Mathematik und Signalverarbeitung in der Akustik - Laufende Projekte

French-Austrian bilateral research project funded by the French National Agency of Research (ANR) and the Austrian Science Fund (FWF, project no. I 1362-N30). The project involves two academic partners, namely the Laboratory of Mechanics and Acoustics (LMA - CNRS UPR 7051, France) and the Acoustics Research Institute. At the ARI, two research groups are involved in the project: the Mathematics and Signal Processing in Acoustics and the Psychoacoustics and Experimental Audiology groups.

Principal investigators: Thibaud Necciari (ARI), Piotr Majdak (ARI) and Olivier Derrien (LMA).
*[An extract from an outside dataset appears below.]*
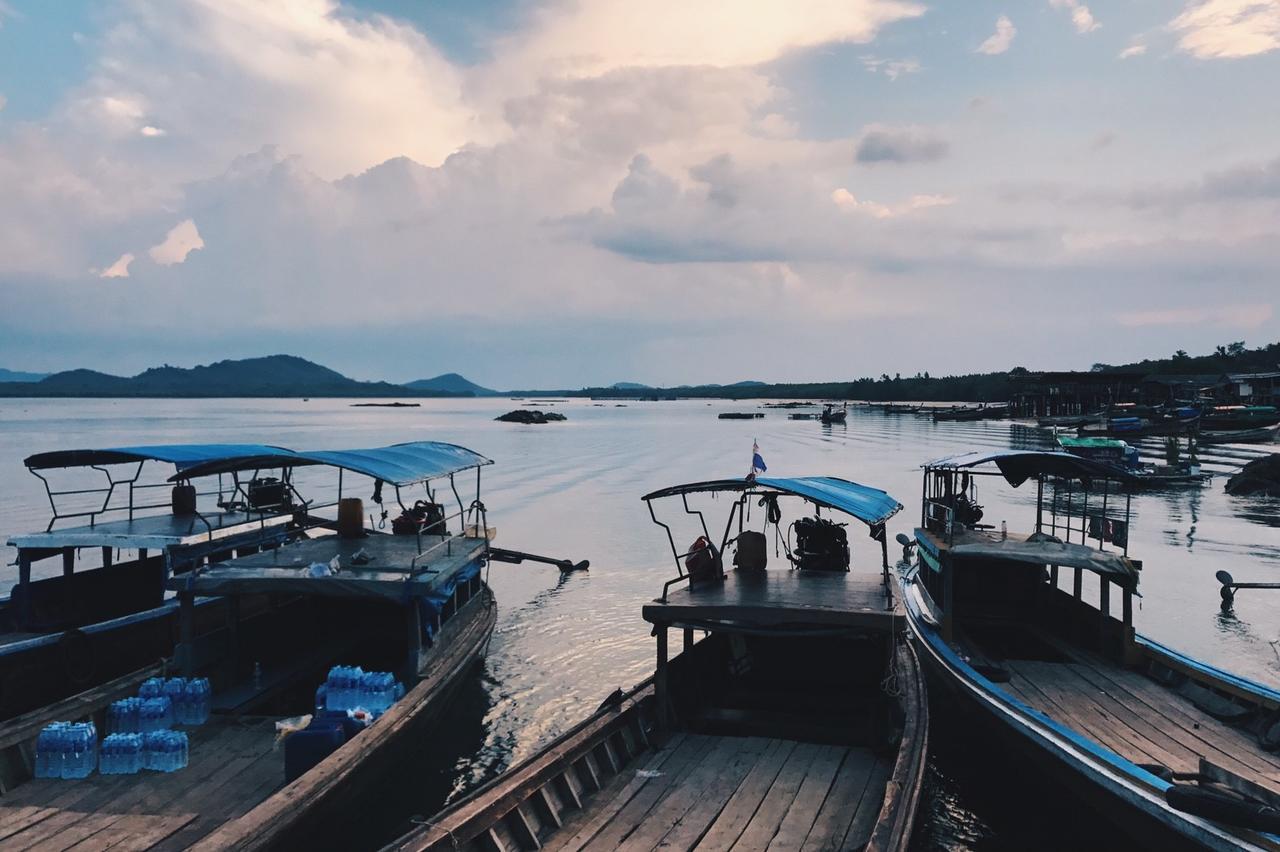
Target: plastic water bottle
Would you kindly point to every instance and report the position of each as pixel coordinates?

Running period: 2014-2017 (project started on March 1, 2014).

Abstract:

One of the greatest challenges in signal processing is to develop efficient signal representations. An efficient representation extracts relevant information and describes it with a minimal amount of data. In the specific context of sound processing, and especially in audio coding, where the goal is to minimize the size of binary data required for storage or transmission, it is desirable that the representation takes into account human auditory perception and allows reconstruction with a controlled amount of perceived distortion. Over the last decades, many psychoacoustical studies investigated auditory masking, an important property of auditory perception. Masking refers to the degradation of the detection threshold of a sound in presence of another sound. The results were used to develop models of either spectral or temporal masking. Attempts were made to simply combine these models to account for time-frequency (t-f) masking effects in perceptual audio codecs. We recently conducted psychoacoustical studies on t-f masking. They revealed the inaccuracy of those models which revealed the inaccuracy of such simple models. These new data on t-f masking represent a crucial basis to account for masking effects in t-f representations of sounds. Although t-f representations are standard tools in audio processing, the development of a t-f representation of audio signals that is mathematically-founded, perception-based, perfectly invertible, and possibly with a minimum amount of redundancy, remains a challenge. POTION thus addresses the following questions:

  1. To what extent is it possible to obtain a perception-based (i.e., as close as possible to “what we see is what we hear”), perfectly invertible, and possibly minimally redundant t-f representation of sound signals? Such a representation is essential for modeling complex masking interactions in the t-f domain and is expected to improve our understanding of auditory processing of real-world sounds. Moreover, it is of fundamental interest for many audio applications involving sound analysis-synthesis.
  2. Is it possible to improve current perceptual audio codecs by considering a joint t-f approach? To reduce the size of digital audio files, perceptual audio codecs like MP3 decompose sounds into variable-length time segments, apply a frequency transform, and use masking models to control the sub-quantization of transform coefficients within each segment. Thus, current codecs follow mainly a spectral approach, although temporal masking effects are taken into account in some implementations. By combining an efficient perception-based t-f transform with a joint t-f masking model in an audio codec, we expect to achieve significant performance improvements.

Working program:

POTION is structured in three main tasks:

  1. Perception-based t-f representation of audio signals with perfect reconstruction: A linear and perfectly invertible t-f representation will be created by exploiting the recently developed non-stationary Gabor theory as a mathematical background. The transform will be designed so that t-f resolution mimics the t-f analysis properties by the auditory system and possibly no redundancy is introduced to maximize the coding efficiency.
  2. Development and implementation of a t-f masking model: Based on psychoacoustical data on t-f masking collected by the partners in previous projects and on literature data, a new, complex model of t-f masking will be developed and implemented in the computationally efficient representation built in task 1. Additional psychoacoustical data required for the development of the model, involving frequency, level, and duration effects in masking for either single or multiple maskers will be collected. The resulting signal processing algorithm should represent and re-synthesize only the perceptually relevant components of the signal. It will be calibrated and validated by conducting listening tests with synthetic and real-world sounds.
  3. Optimization of perceptual audio codecs: This task represents the main application of POTION. It will consist in combining the new efficient representation built in task 1 with the new t-f masking model built in task 2 for implementation in a perceptual audio codec.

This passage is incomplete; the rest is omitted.